Ensuite, François Djékombé donne l’information largement partagée par certains médias tchadiens, estimant que : «Pour lui couper l’herbe sous les pieds, Déby lui oppose un Premier ministre issu de sa région, Pahimi. Mais connaissant Déby qui peut à tout moment limoger ses ministres, y compris les Premiers ministres au gré de ses humeurs, Pahimi aurait imposé et obtenu de Monsieur  Déby qu’il l’aiderait à gagner les élections par tous les moyens, mais que la durée du 5ème mandat de Déby serait également la durée de la Primature de Pahimi. D’accord, d’accord, alors, signons. Mais deux ans après, Déby lui aurait demandé de rendre le tablier. Face à son refus, le président de la République Idriss Deby Itno passe par l’Assemblée pour interpeller le premier ministre, ça ne marche toujours pas. En bon Moundang, il a déjoué tous les coups. Peut-être que les gens exagèrent, mais on raconte même qu’une fois, Déby aurait soulevé sa canne pour frapper Pahimi, Pahimi n’aurait même pas tremblé, il se serait concentré un peu seulement et la main et la canne de Deby seraient bloquées en l’air».

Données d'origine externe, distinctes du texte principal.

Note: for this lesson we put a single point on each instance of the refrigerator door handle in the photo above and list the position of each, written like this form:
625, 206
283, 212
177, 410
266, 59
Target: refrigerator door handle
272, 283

Et comme les Africains sont doués dans la narration, beaucoup d’informations qui circulent à N'Djamena et ailleurs, tendent à attester de leur véracité, selon toujours François Djékombé, qui termine ainsi son texte par le sort réservé à l’actuel premier ministre tchadien au lendemain de l'adoption du projet de nouvelle constitution : «Donc sur le plan physique comme mystique, ça ne marche pas avec Déby. Mais en bon animal politique (ce n’est pas une injure), monsieur Déby crée son Forum national inclusif. Alors que les questions de la suppression de la Primature et l’introduction de poste de vice-président n’étaient pas inscrites à l’ordre du jour, Déby les fait sortir des besaces par ses proches comme monsieur Mahamat Zène Bada comme des hors sujets du forum national inclusif, mais qui finissent par s’imposer. En réalité, la suppression de la Primature et donc du poste de Premier ministre au Tchad est une victoire personnelle d’Idriss Déby sur Albert Pahimi Padacket et non une volonté réelle et objective de réformer les institutions. Nous attendons de monsieur Pahimi qu’il publie l’accord signé avec le président sur la durée de leur contrat comme il aurait menacé de le faire quand Déby le poussait à la démission. La quatrième République doit être fondée sur les principes de transparence et de vérité. Nous avons le droit de savoir ».